Perhaps you should investigate different techniques, like the Moden function, which can be faster in many situations :

也许您应该研究不同的技术,比如Moden函数,它在许多情况下可以更快:

CREATE FUNCTION dbo.SplitStrings_Moden
(
   @List NVARCHAR(MAX),
   @Delimiter NVARCHAR(255)
)
RETURNS TABLE
WITH SCHEMABINDING AS
RETURN
  WITH E1(N)        AS ( SELECT 1 UNION ALL SELECT 1 UNION ALL SELECT 1 UNION ALL SELECT 1 
                         UNION ALL SELECT 1 UNION ALL SELECT 1 UNION ALL SELECT 1 
                         UNION ALL SELECT 1 UNION ALL SELECT 1 UNION ALL SELECT 1),
       E2(N)        AS (SELECT 1 FROM E1 a, E1 b),
       E4(N)        AS (SELECT 1 FROM E2 a, E2 b),
       E42(N)       AS (SELECT 1 FROM E4 a, E2 b),
       cteTally(N)  AS (SELECT 0 UNION ALL SELECT TOP (DATALENGTH(ISNULL(@List,1))) 
                         ROW_NUMBER() OVER (ORDER BY (SELECT NULL)) FROM E42),
       cteStart(N1) AS (SELECT t.N+1 FROM cteTally t
                         WHERE (SUBSTRING(@List,t.N,1) = @Delimiter OR t.N = 0))
  SELECT Item = SUBSTRING(@List, s.N1, ISNULL(NULLIF(CHARINDEX(@Delimiter,@List,s.N1),0)-s.N1,8000))
    FROM cteStart s;

Personally I created and use a SQLCLR UDF.

我个人创建并使用了SQLCLR UDF。

Another option is to avoid splitting altogether and pass table-valued parameters from the client to the server.
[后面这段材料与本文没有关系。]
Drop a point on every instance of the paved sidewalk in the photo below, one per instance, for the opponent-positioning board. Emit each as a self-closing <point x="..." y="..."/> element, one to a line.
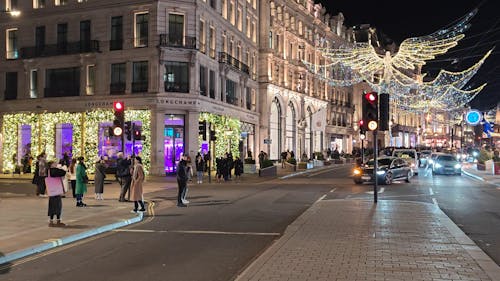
<point x="358" y="240"/>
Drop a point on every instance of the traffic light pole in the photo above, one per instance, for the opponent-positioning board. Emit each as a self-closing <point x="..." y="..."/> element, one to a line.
<point x="375" y="166"/>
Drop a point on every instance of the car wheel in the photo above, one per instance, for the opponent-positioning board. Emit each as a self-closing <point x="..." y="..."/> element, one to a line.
<point x="388" y="179"/>
<point x="408" y="176"/>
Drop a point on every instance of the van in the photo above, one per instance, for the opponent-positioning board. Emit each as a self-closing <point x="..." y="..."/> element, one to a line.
<point x="408" y="154"/>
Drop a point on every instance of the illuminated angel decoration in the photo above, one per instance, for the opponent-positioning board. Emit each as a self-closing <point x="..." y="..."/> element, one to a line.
<point x="400" y="73"/>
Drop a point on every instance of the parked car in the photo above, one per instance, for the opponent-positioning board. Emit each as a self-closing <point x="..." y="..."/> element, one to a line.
<point x="409" y="155"/>
<point x="423" y="158"/>
<point x="446" y="164"/>
<point x="389" y="169"/>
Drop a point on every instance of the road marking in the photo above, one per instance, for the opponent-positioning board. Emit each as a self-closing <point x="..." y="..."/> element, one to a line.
<point x="199" y="232"/>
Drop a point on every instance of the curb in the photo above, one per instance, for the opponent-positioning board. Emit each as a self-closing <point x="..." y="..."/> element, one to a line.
<point x="67" y="240"/>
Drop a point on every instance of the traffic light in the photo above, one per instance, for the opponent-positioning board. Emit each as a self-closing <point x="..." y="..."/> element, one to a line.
<point x="370" y="110"/>
<point x="202" y="129"/>
<point x="128" y="130"/>
<point x="118" y="123"/>
<point x="212" y="135"/>
<point x="384" y="112"/>
<point x="137" y="132"/>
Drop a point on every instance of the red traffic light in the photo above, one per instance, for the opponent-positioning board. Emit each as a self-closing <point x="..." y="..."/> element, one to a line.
<point x="118" y="106"/>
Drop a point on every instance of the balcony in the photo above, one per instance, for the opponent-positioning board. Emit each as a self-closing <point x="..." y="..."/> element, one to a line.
<point x="173" y="40"/>
<point x="60" y="49"/>
<point x="229" y="60"/>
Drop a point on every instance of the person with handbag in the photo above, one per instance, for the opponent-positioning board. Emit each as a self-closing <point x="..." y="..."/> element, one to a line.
<point x="81" y="182"/>
<point x="55" y="189"/>
<point x="100" y="175"/>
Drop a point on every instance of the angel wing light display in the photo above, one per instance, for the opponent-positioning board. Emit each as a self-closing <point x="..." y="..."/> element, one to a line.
<point x="399" y="74"/>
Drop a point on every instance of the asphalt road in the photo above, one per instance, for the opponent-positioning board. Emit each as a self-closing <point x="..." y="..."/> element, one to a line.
<point x="228" y="225"/>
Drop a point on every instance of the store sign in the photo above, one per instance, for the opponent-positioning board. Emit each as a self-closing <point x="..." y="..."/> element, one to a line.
<point x="473" y="117"/>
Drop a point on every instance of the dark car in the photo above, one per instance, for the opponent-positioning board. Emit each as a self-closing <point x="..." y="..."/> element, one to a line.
<point x="389" y="169"/>
<point x="446" y="164"/>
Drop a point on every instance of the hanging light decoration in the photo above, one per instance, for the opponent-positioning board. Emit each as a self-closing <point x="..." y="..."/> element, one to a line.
<point x="399" y="74"/>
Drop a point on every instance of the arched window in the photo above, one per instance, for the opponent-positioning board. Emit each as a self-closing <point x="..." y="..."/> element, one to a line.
<point x="275" y="130"/>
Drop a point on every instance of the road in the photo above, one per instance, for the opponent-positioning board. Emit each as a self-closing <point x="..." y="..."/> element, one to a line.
<point x="226" y="226"/>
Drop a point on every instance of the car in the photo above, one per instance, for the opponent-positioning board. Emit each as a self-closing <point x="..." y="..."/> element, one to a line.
<point x="446" y="164"/>
<point x="423" y="157"/>
<point x="409" y="155"/>
<point x="389" y="168"/>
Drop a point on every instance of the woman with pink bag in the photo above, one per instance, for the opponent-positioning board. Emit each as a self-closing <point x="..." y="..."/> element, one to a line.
<point x="55" y="189"/>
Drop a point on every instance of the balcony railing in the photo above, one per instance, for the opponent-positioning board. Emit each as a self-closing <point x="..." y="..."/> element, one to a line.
<point x="68" y="48"/>
<point x="227" y="59"/>
<point x="173" y="40"/>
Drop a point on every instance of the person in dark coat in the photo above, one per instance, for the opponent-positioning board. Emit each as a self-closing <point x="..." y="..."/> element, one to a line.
<point x="182" y="179"/>
<point x="100" y="175"/>
<point x="238" y="168"/>
<point x="55" y="201"/>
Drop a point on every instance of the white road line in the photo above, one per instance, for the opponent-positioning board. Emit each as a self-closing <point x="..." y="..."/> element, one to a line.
<point x="199" y="232"/>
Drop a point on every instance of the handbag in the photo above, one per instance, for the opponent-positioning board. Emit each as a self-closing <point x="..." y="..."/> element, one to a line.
<point x="54" y="185"/>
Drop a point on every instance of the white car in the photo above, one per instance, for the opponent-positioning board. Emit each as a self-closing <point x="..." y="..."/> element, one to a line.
<point x="409" y="155"/>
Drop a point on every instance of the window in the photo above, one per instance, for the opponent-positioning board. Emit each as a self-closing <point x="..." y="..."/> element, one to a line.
<point x="12" y="52"/>
<point x="62" y="37"/>
<point x="37" y="4"/>
<point x="176" y="29"/>
<point x="140" y="76"/>
<point x="239" y="20"/>
<point x="61" y="2"/>
<point x="85" y="36"/>
<point x="203" y="80"/>
<point x="10" y="85"/>
<point x="141" y="30"/>
<point x="224" y="8"/>
<point x="212" y="42"/>
<point x="116" y="42"/>
<point x="118" y="78"/>
<point x="62" y="82"/>
<point x="176" y="77"/>
<point x="90" y="85"/>
<point x="202" y="36"/>
<point x="211" y="84"/>
<point x="34" y="84"/>
<point x="231" y="92"/>
<point x="39" y="39"/>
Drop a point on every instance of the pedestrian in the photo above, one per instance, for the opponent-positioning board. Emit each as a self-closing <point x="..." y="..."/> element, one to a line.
<point x="81" y="182"/>
<point x="182" y="179"/>
<point x="238" y="168"/>
<point x="55" y="189"/>
<point x="200" y="167"/>
<point x="99" y="176"/>
<point x="136" y="188"/>
<point x="123" y="175"/>
<point x="72" y="176"/>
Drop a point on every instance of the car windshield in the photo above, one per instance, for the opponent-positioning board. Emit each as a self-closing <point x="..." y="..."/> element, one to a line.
<point x="381" y="162"/>
<point x="446" y="158"/>
<point x="405" y="154"/>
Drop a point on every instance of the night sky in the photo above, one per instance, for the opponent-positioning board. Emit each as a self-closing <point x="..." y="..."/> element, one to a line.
<point x="402" y="19"/>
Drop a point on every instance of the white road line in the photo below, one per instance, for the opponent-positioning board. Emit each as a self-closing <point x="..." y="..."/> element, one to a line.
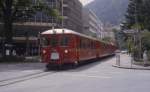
<point x="87" y="76"/>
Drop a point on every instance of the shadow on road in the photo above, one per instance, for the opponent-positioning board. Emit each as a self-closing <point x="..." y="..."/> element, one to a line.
<point x="82" y="66"/>
<point x="21" y="67"/>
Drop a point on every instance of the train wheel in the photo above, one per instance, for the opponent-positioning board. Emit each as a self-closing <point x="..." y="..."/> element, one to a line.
<point x="75" y="64"/>
<point x="48" y="67"/>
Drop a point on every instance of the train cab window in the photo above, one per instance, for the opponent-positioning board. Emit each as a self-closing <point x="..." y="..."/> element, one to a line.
<point x="53" y="41"/>
<point x="64" y="41"/>
<point x="45" y="41"/>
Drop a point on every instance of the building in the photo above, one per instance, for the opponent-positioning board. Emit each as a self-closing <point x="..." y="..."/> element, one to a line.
<point x="26" y="33"/>
<point x="91" y="23"/>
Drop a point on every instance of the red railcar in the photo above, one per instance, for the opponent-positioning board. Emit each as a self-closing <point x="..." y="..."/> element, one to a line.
<point x="64" y="46"/>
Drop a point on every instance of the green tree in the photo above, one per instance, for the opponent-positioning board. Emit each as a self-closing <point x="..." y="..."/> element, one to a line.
<point x="138" y="13"/>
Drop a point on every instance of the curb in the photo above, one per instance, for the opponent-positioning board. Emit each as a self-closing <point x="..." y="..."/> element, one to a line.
<point x="136" y="68"/>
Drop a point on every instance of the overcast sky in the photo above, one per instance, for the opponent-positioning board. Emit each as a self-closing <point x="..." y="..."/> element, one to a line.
<point x="86" y="1"/>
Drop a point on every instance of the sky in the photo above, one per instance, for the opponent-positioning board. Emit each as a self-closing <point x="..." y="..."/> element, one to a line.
<point x="84" y="2"/>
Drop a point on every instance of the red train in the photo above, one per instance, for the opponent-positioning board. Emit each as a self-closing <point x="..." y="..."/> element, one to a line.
<point x="64" y="46"/>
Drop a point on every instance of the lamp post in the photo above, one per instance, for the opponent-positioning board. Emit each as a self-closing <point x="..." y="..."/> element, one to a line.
<point x="138" y="31"/>
<point x="62" y="13"/>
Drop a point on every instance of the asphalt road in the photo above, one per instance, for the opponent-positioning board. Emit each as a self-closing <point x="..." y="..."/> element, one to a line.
<point x="94" y="77"/>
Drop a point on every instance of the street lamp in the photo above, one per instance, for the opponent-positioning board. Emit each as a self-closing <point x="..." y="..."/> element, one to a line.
<point x="138" y="33"/>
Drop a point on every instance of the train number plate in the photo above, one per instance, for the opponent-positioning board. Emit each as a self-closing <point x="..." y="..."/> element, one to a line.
<point x="54" y="56"/>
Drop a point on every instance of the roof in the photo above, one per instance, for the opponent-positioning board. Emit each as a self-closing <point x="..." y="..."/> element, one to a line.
<point x="65" y="31"/>
<point x="59" y="31"/>
<point x="68" y="31"/>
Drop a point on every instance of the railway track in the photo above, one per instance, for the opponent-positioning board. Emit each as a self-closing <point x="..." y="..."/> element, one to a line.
<point x="24" y="78"/>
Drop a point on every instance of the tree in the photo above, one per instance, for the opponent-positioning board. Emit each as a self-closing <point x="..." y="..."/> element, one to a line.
<point x="138" y="13"/>
<point x="18" y="11"/>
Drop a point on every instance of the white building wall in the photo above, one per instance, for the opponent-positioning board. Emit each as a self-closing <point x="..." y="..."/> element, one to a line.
<point x="92" y="24"/>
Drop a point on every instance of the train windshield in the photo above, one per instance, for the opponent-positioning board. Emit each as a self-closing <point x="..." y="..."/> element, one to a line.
<point x="52" y="41"/>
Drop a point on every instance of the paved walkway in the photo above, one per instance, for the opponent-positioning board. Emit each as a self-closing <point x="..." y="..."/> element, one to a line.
<point x="125" y="62"/>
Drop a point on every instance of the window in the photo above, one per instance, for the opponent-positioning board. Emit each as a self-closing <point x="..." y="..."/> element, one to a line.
<point x="45" y="41"/>
<point x="64" y="41"/>
<point x="53" y="41"/>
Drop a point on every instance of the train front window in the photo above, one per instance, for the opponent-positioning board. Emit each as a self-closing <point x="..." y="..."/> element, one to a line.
<point x="53" y="41"/>
<point x="64" y="41"/>
<point x="45" y="41"/>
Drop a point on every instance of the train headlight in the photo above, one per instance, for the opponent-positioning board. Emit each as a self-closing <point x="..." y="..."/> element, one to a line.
<point x="66" y="51"/>
<point x="44" y="51"/>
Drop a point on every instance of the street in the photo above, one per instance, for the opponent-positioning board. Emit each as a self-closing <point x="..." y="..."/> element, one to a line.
<point x="94" y="77"/>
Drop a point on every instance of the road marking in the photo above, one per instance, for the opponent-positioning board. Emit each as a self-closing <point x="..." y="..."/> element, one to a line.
<point x="87" y="76"/>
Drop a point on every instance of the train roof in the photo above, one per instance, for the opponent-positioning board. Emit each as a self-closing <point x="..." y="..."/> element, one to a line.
<point x="68" y="31"/>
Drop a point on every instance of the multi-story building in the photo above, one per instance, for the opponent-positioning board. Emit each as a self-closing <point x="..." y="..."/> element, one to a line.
<point x="91" y="23"/>
<point x="25" y="34"/>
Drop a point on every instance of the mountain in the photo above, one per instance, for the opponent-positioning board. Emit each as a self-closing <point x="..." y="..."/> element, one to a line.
<point x="109" y="11"/>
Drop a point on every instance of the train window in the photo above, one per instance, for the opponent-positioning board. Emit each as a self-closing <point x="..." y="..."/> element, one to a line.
<point x="45" y="41"/>
<point x="53" y="41"/>
<point x="64" y="41"/>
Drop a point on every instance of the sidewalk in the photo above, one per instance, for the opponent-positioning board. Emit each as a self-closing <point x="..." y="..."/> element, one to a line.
<point x="125" y="63"/>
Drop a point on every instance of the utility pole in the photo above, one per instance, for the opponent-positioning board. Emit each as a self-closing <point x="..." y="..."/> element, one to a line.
<point x="62" y="13"/>
<point x="138" y="31"/>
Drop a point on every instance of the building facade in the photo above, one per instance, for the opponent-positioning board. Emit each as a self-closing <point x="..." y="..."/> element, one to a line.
<point x="26" y="33"/>
<point x="91" y="23"/>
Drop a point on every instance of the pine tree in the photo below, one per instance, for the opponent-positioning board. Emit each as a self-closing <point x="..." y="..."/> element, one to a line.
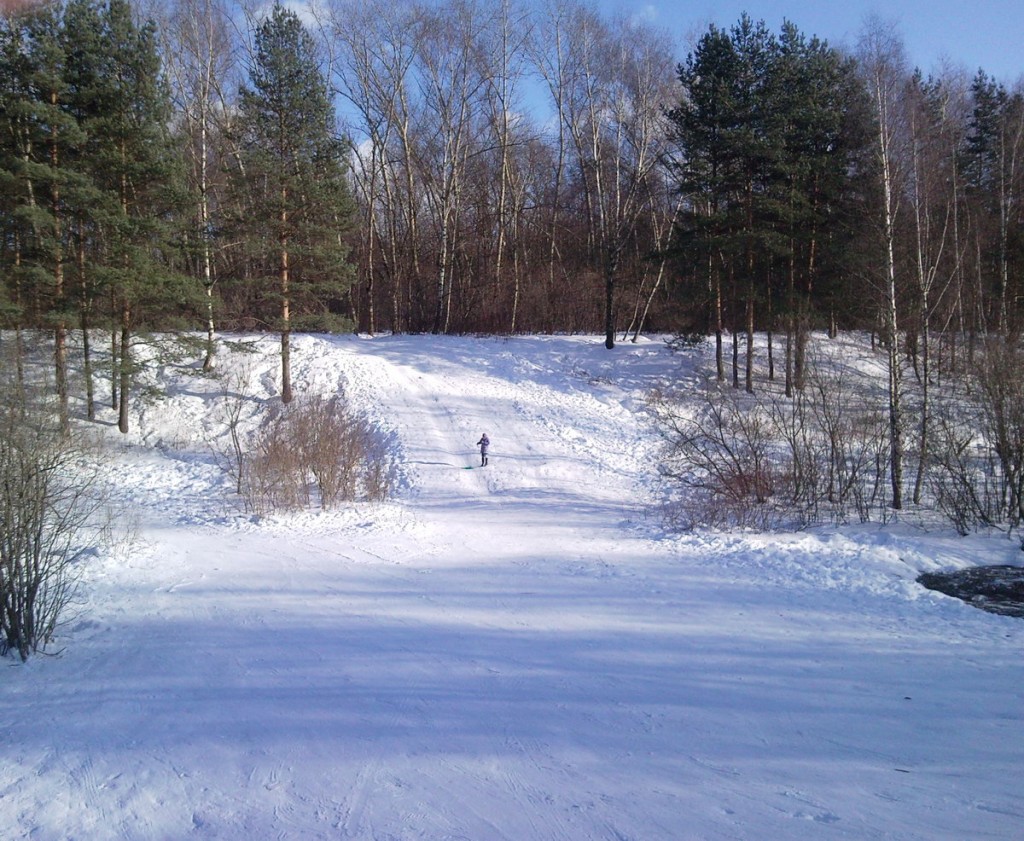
<point x="297" y="206"/>
<point x="123" y="106"/>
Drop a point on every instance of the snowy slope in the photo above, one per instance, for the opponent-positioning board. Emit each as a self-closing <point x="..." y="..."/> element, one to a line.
<point x="511" y="653"/>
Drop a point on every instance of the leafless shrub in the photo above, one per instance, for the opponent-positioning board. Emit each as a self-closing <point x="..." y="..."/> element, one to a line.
<point x="236" y="398"/>
<point x="49" y="503"/>
<point x="766" y="461"/>
<point x="977" y="449"/>
<point x="721" y="453"/>
<point x="315" y="448"/>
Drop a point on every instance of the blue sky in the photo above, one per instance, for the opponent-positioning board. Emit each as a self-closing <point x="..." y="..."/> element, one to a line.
<point x="987" y="34"/>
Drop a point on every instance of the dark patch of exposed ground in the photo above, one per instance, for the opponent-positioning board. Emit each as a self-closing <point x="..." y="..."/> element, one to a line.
<point x="996" y="589"/>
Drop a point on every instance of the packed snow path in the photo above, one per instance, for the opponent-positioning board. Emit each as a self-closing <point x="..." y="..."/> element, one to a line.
<point x="509" y="653"/>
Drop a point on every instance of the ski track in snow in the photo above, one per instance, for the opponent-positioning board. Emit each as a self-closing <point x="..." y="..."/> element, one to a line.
<point x="517" y="652"/>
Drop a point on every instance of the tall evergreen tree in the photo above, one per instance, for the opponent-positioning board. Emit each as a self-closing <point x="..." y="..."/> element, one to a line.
<point x="298" y="207"/>
<point x="124" y="108"/>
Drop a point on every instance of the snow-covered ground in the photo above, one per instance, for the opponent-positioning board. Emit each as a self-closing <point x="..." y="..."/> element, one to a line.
<point x="519" y="652"/>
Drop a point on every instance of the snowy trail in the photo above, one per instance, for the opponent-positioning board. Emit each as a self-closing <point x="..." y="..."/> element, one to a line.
<point x="509" y="653"/>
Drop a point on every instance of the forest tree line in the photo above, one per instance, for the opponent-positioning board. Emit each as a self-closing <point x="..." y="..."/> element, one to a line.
<point x="496" y="166"/>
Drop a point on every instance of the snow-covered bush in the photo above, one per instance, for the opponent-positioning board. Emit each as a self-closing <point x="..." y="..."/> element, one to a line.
<point x="314" y="449"/>
<point x="768" y="461"/>
<point x="49" y="507"/>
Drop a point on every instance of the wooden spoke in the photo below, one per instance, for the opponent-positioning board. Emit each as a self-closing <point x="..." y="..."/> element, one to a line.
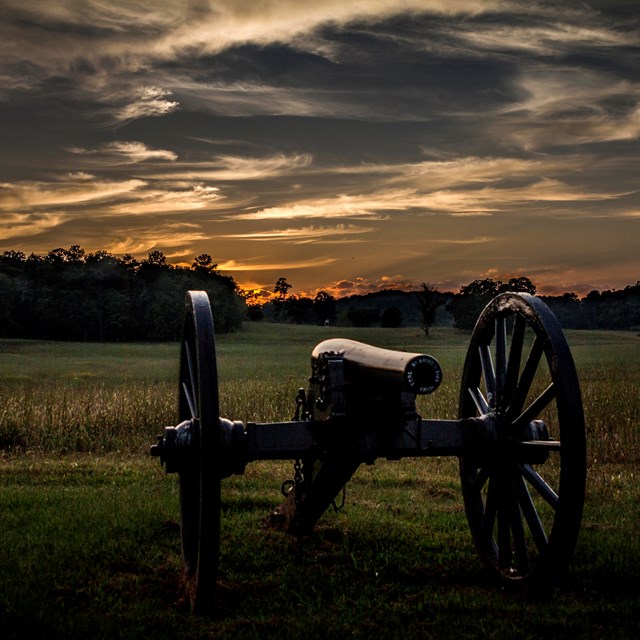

Or use a microORM like Dapper that can construct an IN (...) clause from a list of values, eg:

另一种选择是避免完全拆分并将表值参数从客户端传递到服务器。或者使用像Dapper这样的microORM,它可以从值列表构造IN(...)子句,例如:

var products=connection.Query<Product>("select * from products where id in @ids",new {ids=myIdArray});

An ORM like EF that supports LINQ can also generate an IN clause :

支持LINQ的类似EF的ORM也可以生成IN子句:

var products = from product in dbContext.Products
               where myIdArray.Contains(product.Id)
               select product;

#2


1  

Edit your function and replace all & as &amp; This will remove the error. This happens because XML cannot parse & as it's an inbuilt tag.

编辑您的功能并替换所有&as&这将删除错误。发生这种情况是因为XML无法解析,因为它是内置标记。